The Hangover

The story of a group of four friends going to Vegas for a bachelor’s party. When they wake up the next day, they don’t remember what happened and they can’t find the groom, who is due to his wedding in 24 hours. It’s a male juvenile comedy about immature guys getting in trouble and out of it. It’s theme is an affirmation of the much repeated cliché in the movie, “What happens in Vegas, stays in Vegas.” In comparison with movies like Wedding Crashers, or Knocked Up, (also gross our comedies) which mock male immature juvenility and affirm taking responsibility, The Hangover celebrates it. Because they were inadvertently slipped Ruffies (the date rape drug that causes memory loss), the guys are not portrayed as being entirely responsible for all the wild, criminal and immoral things they did during the evening. Mike Tyson, the famous boxer criminal, is portrayed as cool, even heroic, especially when he slaps a high five for the guys stealing a cop car.
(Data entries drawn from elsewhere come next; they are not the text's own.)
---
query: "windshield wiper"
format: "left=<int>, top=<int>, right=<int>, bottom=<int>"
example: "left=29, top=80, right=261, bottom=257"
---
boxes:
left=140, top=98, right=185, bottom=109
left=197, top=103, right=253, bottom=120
The three friends receive their share of beatings from criminal types, but it is all portrayed as undeserving, since they “didn’t know what they were doing” on the drug. There are jokes of endangering a baby they have to carry along with them. There are ultimately no consequences for their behavior as they get back in time for the wedding, and the groom tells his bride at the ceremony that “as long as we are married, I will never do anything like this to you again.” But the final moment shows the guys looking over pictures they took on a newly discovered camera of their night, all acting as if their orgy of debauchery was just good fun to be hidden in the memory. One of the guys, an uptight emasculated man, engaged to a controlling female monster hypocrite gets up the courage to take charge of his life and break his engagement because of his experience in unwittingly marrying a stripper/prostitute (while on the drug). He then decides to go back to take the prostitute out for dinner, because she is portrayed as more authentic and fun-loving. This movie is not a morality tale about growing up, it is an affirmation of male stereotypes and a celebration of juvenility, immorality and immaturity.